Tetapi untuk mendapatkan itu semua tidaklah mulus banyak kegagalan, penolakan, dan  keputusasaan yang menghampirinya. Tapi dengan itu Iman bisa bersyukur karena masih memiliki pengharapan(nilai hidup, pengalaman, ajaran) yang bisa menjadi bekal untuk bertahan hingga saat ini.

How I Value Life Kata Iman “I want to leave this world better than when i came”. Seorang Iman Usman selalu ingin menciptakan pengaruh yang positif dimanapun dia berada. Yang dimana ada atau enggak adanya Iman itu enggak ada bedanya.

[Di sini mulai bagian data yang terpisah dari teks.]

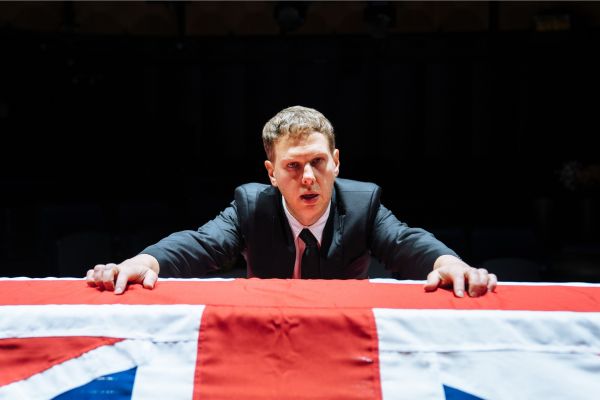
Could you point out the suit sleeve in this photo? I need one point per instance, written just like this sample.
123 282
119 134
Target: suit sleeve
411 252
194 253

Karena dia percaya apa  yang dia raih bukanlah suatu kebetulan belaka. Ada kerjakeras, doa, dan kesempatan yang mengiringinya. Kata Iman” I don’t want to take all of these privillages for granted. I want to give back and open as many opportunitieos as possible to help people to be the best version of them selves and live meaningful life”

Choosing The Road Less Travelled “You have to make a difference in life. Be different!” karena hanya sekedar berbeda aja enggak cukup. Kita butuh alasan yang jauh lebih kuat dari itu agar kita bisa bertahan dan konsisten yang diambil.